Собственно, на обход ушел весь остаток дня, но большинство было в достаточно стабильном состоянии, и я уехал домой немного раньше удовлетворенный, почти успокоенный. Над парком Рок-Крик стояла золотистая дымка, на каждом повороте дороги мелькал ручей. Мне подумалось, что надо отложить на время картину, над которой я работал всю неделю: это был портрет по фотографии моего отца, нос и губы совершенно не получились, но, может быть, если несколько дней поработать над чем-нибудь другим, то добьюсь большего, когда вернусь к нему. У меня дома лежало несколько помидоров — в это время года они не слишком вкусны, но достаточно ярки, и еще неделю не испортятся. Если положить их на подоконник в студии, получится нечто в духе осовремененного Боннара или — если не заниматься самоуничижением — нового Марлоу. Возникнут трудности с освещением, но после работы, теперь, когда расписание изменилось, реально застать вечернее солнце, а если собраться с силами, можно вставать пораньше и начать заодно и утреннее полотно.
Я так задумался о колорите и композиции, что вряд ли вспомню, как загонял машину в гараж, грязноватый подвал моего дома, обходившийся чуть ли не в половину квартирной платы. Временами я мечтал о другой работе, при которой не приходилось бы три раза в неделю пробираться через столпотворение на пригородных дорогах округа и можно было бы отказаться от машины. Но разве я мог уйти из Голденгрув? Да и идея пять дней в неделю проводить на приемах на Дюпон-серкл, занимаясь пациентами, достаточно здоровыми, чтобы прийти на консультацию, меня не привлекала. Вообще говоря, назавтра мне предстояло снова отправиться в Голденгрув, чтобы отработать пропущенную утреннюю смену: я еще не расплатился за побег в Гринхилл.
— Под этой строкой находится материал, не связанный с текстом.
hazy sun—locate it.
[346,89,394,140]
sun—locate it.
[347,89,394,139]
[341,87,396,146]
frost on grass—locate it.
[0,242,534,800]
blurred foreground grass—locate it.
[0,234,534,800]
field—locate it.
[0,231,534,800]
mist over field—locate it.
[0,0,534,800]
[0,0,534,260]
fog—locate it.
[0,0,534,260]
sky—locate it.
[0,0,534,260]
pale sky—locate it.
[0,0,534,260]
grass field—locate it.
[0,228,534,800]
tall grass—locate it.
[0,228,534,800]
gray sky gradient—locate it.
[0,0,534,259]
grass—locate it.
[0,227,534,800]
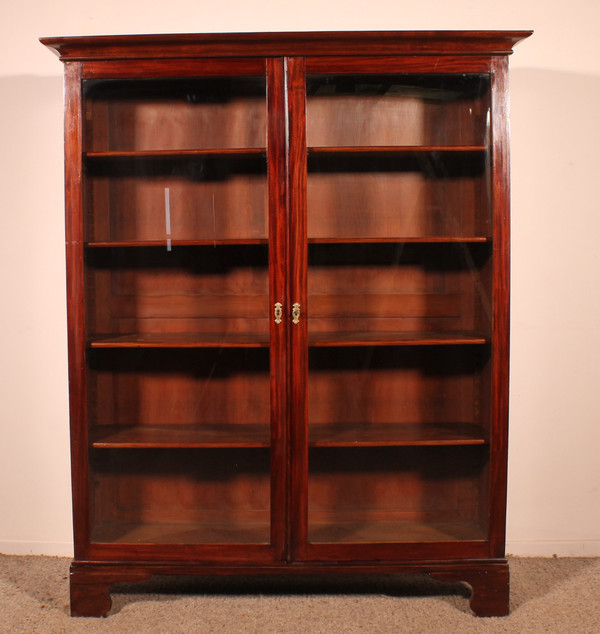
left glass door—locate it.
[82,62,283,558]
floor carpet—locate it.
[0,555,600,634]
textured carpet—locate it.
[0,555,600,634]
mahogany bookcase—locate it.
[41,31,530,616]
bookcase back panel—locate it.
[307,74,490,147]
[84,77,267,152]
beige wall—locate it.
[0,0,600,555]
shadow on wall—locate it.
[508,68,600,555]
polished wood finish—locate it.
[42,31,530,616]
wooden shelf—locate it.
[89,332,270,348]
[308,236,492,244]
[83,148,267,159]
[308,331,489,347]
[86,238,269,249]
[91,512,270,544]
[308,423,488,447]
[308,145,487,156]
[308,510,487,544]
[90,423,271,449]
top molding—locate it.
[40,31,533,62]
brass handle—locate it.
[273,302,283,324]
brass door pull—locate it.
[273,302,283,324]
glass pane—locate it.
[84,77,268,243]
[84,77,267,152]
[84,77,271,545]
[307,75,493,544]
[88,348,270,544]
[307,75,491,240]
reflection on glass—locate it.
[307,75,492,543]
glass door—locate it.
[296,64,493,560]
[83,60,285,560]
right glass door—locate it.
[306,71,493,548]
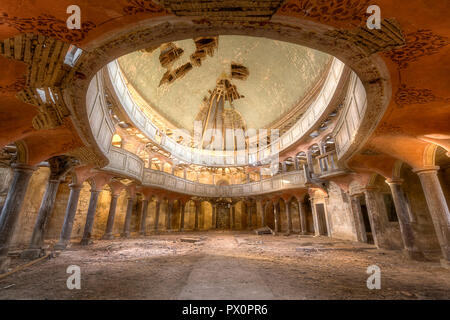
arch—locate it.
[423,143,439,167]
[111,133,123,148]
[67,17,394,170]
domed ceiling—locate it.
[118,36,331,131]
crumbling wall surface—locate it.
[11,167,50,249]
[401,165,440,252]
[326,182,358,241]
[0,167,13,212]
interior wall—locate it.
[11,167,50,249]
[401,164,440,252]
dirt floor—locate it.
[0,231,450,299]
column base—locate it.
[80,239,94,246]
[53,242,69,251]
[441,259,450,270]
[20,248,46,260]
[102,234,114,240]
[0,257,11,274]
[403,250,428,261]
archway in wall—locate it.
[266,202,275,230]
[69,18,390,170]
[303,194,315,233]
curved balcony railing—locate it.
[102,147,306,198]
[106,58,345,166]
[333,73,367,159]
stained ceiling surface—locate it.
[118,36,331,131]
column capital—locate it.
[363,186,380,193]
[69,183,83,190]
[386,178,404,185]
[111,191,120,198]
[11,162,38,173]
[412,166,440,175]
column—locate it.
[294,156,300,171]
[166,199,173,230]
[261,201,270,228]
[102,193,119,240]
[297,199,308,234]
[245,202,253,229]
[139,199,148,236]
[153,199,161,232]
[194,201,200,231]
[284,201,292,234]
[319,143,328,172]
[210,202,216,229]
[386,179,424,260]
[0,163,36,273]
[21,175,61,260]
[54,183,83,250]
[415,167,450,267]
[231,205,236,230]
[306,150,314,178]
[364,188,389,249]
[228,204,233,230]
[256,199,265,227]
[180,200,185,231]
[121,197,134,238]
[350,196,367,243]
[310,197,323,236]
[80,190,100,246]
[273,202,280,233]
[213,203,219,229]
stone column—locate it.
[284,200,292,234]
[231,205,236,230]
[21,176,61,260]
[139,199,148,236]
[0,163,36,273]
[273,202,280,233]
[54,184,83,250]
[228,204,233,230]
[194,201,200,231]
[214,203,219,229]
[21,156,75,260]
[180,201,185,231]
[323,196,333,237]
[256,199,265,227]
[386,179,425,260]
[102,193,119,240]
[154,199,161,232]
[261,201,270,227]
[80,189,101,246]
[121,197,134,238]
[211,203,216,229]
[306,150,314,178]
[310,197,323,236]
[350,196,367,243]
[415,167,450,268]
[245,202,253,229]
[297,199,308,234]
[166,200,173,230]
[294,156,300,171]
[364,188,390,249]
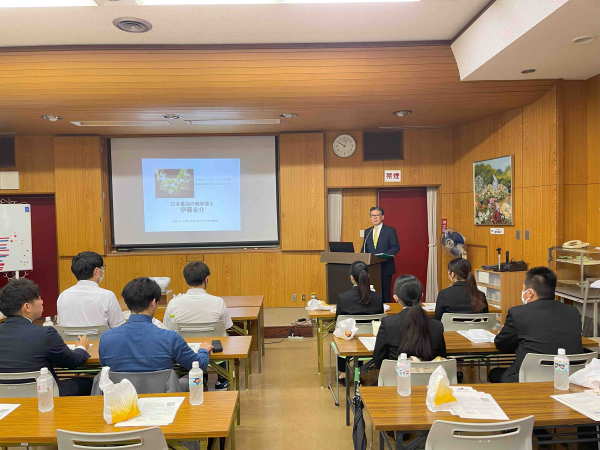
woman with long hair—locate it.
[373,275,446,368]
[435,258,489,320]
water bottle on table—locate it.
[37,367,54,412]
[554,348,569,391]
[396,353,410,397]
[190,361,204,406]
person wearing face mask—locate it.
[488,267,583,383]
[56,252,125,328]
[435,258,489,320]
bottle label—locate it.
[554,361,569,373]
[190,375,204,387]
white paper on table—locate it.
[551,390,600,422]
[115,397,185,427]
[452,391,509,420]
[0,403,21,420]
[458,329,496,343]
[358,336,377,352]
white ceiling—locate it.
[0,0,489,47]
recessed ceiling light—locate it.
[42,116,62,122]
[573,36,595,44]
[113,17,152,33]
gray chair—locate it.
[54,325,109,341]
[177,320,227,338]
[519,352,598,383]
[442,313,496,331]
[377,359,458,386]
[0,370,59,398]
[56,427,169,450]
[92,369,181,395]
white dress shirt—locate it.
[56,280,125,328]
[163,289,233,330]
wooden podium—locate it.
[321,252,385,305]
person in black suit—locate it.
[373,275,446,368]
[435,258,489,320]
[0,278,92,397]
[489,267,583,383]
[335,261,383,384]
[361,206,400,303]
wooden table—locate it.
[0,391,239,449]
[360,382,596,449]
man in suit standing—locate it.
[489,267,583,383]
[0,278,92,397]
[361,206,400,303]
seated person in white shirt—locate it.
[57,252,125,328]
[163,261,233,390]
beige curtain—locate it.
[425,187,438,302]
[327,189,342,242]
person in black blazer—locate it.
[489,267,583,383]
[0,278,92,397]
[373,275,446,368]
[435,258,489,320]
[361,206,400,303]
[335,261,384,384]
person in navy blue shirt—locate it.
[98,277,213,372]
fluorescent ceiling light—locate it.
[0,0,98,8]
[71,120,171,127]
[137,0,421,6]
[185,119,281,125]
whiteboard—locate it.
[0,203,33,272]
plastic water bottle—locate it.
[396,353,410,397]
[190,361,204,406]
[37,367,54,412]
[554,348,569,391]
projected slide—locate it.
[142,158,240,232]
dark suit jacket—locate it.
[494,299,583,383]
[335,286,383,321]
[435,281,489,320]
[373,309,446,368]
[0,316,90,377]
[360,224,400,277]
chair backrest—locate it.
[56,427,168,450]
[377,359,458,386]
[337,314,386,335]
[54,325,108,341]
[425,416,534,450]
[177,320,227,338]
[519,352,598,383]
[0,370,59,398]
[442,313,496,331]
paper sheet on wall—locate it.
[115,397,185,427]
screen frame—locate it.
[106,134,281,251]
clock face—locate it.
[333,134,356,158]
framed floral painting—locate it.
[473,155,514,225]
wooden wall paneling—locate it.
[283,252,327,307]
[148,255,188,295]
[54,136,104,256]
[204,253,242,297]
[324,131,383,187]
[241,252,285,308]
[0,136,54,194]
[342,189,377,252]
[279,133,326,250]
Голова у меня была забита натюрмортом, закатным освещением Рок-Крик, раздражительными водителями, а руки были заняты поисками ключей в кармане. Я поднимался по лестнице пешком, пользуясь редкой возможностью размяться. Я заметил ее, только подходя к своей двери. Она стояла, прислонившись к стене, словно ждала уже довольно давно, расслабившись и в то же время нетерпеливо, скрестив руки и упершись в пол ногами. Она была в запомнившихся мне джинсах и белой блузке, но теперь поверх был надет темный блейзер, а волосы под слабыми лампочками холла напоминали красное дерево. Я был так поражен, что остановился «на ходу»; тогда я понял и с тех пор не забывал, что значит это выражение.